Plaintiff Sanctioned for Burning Personal Computer
Evans v. Mobile Cnty. Health Dept., No. CA 10-0600-WS-C, 2012 WL 206141 (S.D. Ala. Jan. 24, 2012)
In this case, the defendant sought to compel the production of additional information and sanctions for plaintiff’s destruction of her computer. Following its analysis of the facts, including plaintiff’s admission that the computer used during the time of her alleged harassment had been burned and replaced, the court granted defendant’s motions and compelled production of additional ESI as well as plaintiff’s new computer and imposed sanctions, including an adverse inference instruction.
Plaintiff sued the Mobile County Health Department alleging reverse discrimination.
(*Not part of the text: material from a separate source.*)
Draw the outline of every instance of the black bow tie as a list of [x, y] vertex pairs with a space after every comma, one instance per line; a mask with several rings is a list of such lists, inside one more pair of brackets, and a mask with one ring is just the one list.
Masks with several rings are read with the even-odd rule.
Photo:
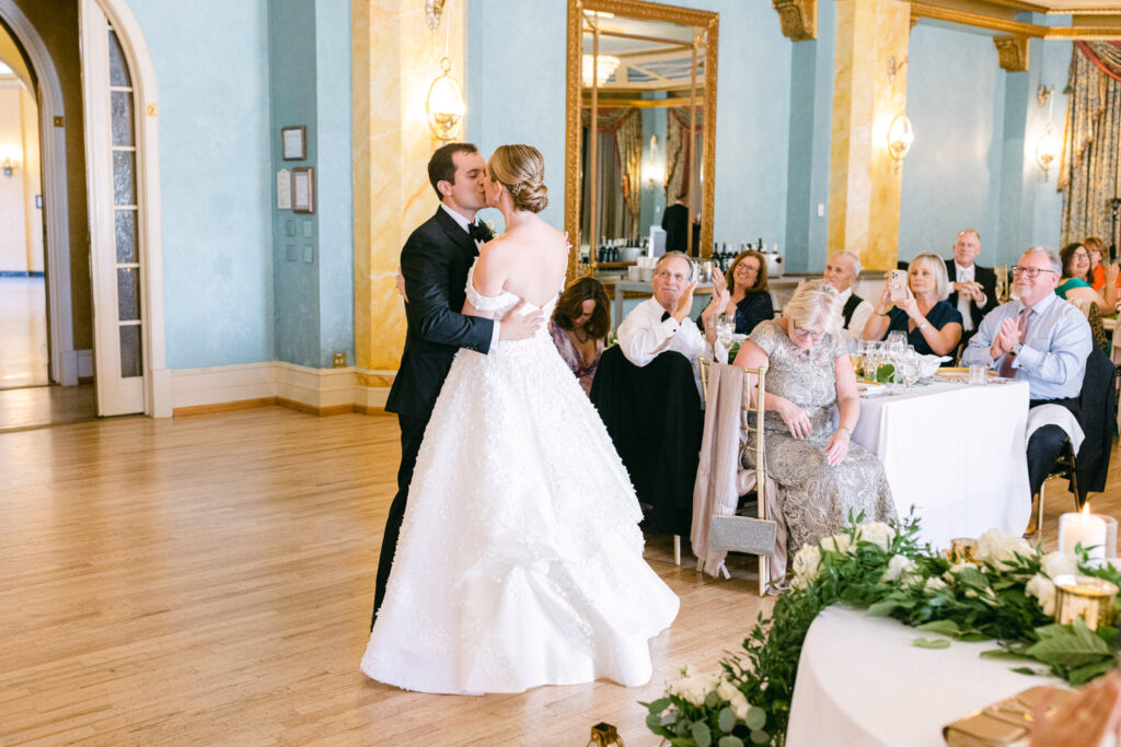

In the course of discovery, the defendant requested production of all documents, including ESI, related to the allegations contained in the complaint. Thereafter, the court entered a scheduling order which included specific instruction for plaintiff to preserve relevant information. Initially, plaintiff made no production, but eventually produced a small number of documents at her deposition and admitted to the existence of others, including emails. Despite the fact that plaintiff would ultimately claim that her computer had been destroyed, she did not reveal the destruction at her deposition.
Following plaintiff’s deposition, defendant revived its request that plaintiff produce ESI in her possession, including information she described at deposition, and requested that plaintiff allow defendant to inspect her personal computer. When repeated requests produced unsatisfactory results, defendant filed a motion to compel. Several days later, plaintiff’s counsel revealed the destruction of plaintiff’s computer for the first time. Subsequently, plaintiff revealed that that her 13-year-old computer had crashed sometime in June or July 2011, approximately eight months after her complaint was filed. She further alleged that after taking the computer to Best Buy’s “Geek Squad” she was advised to “just buy another computer” and thus burned her computer because of the personal information it contained and the “threat of identity theft.” She also purchased a new computer. Accordingly, defendant filed a motion for sanctions and requested dismissal of plaintiff’s case.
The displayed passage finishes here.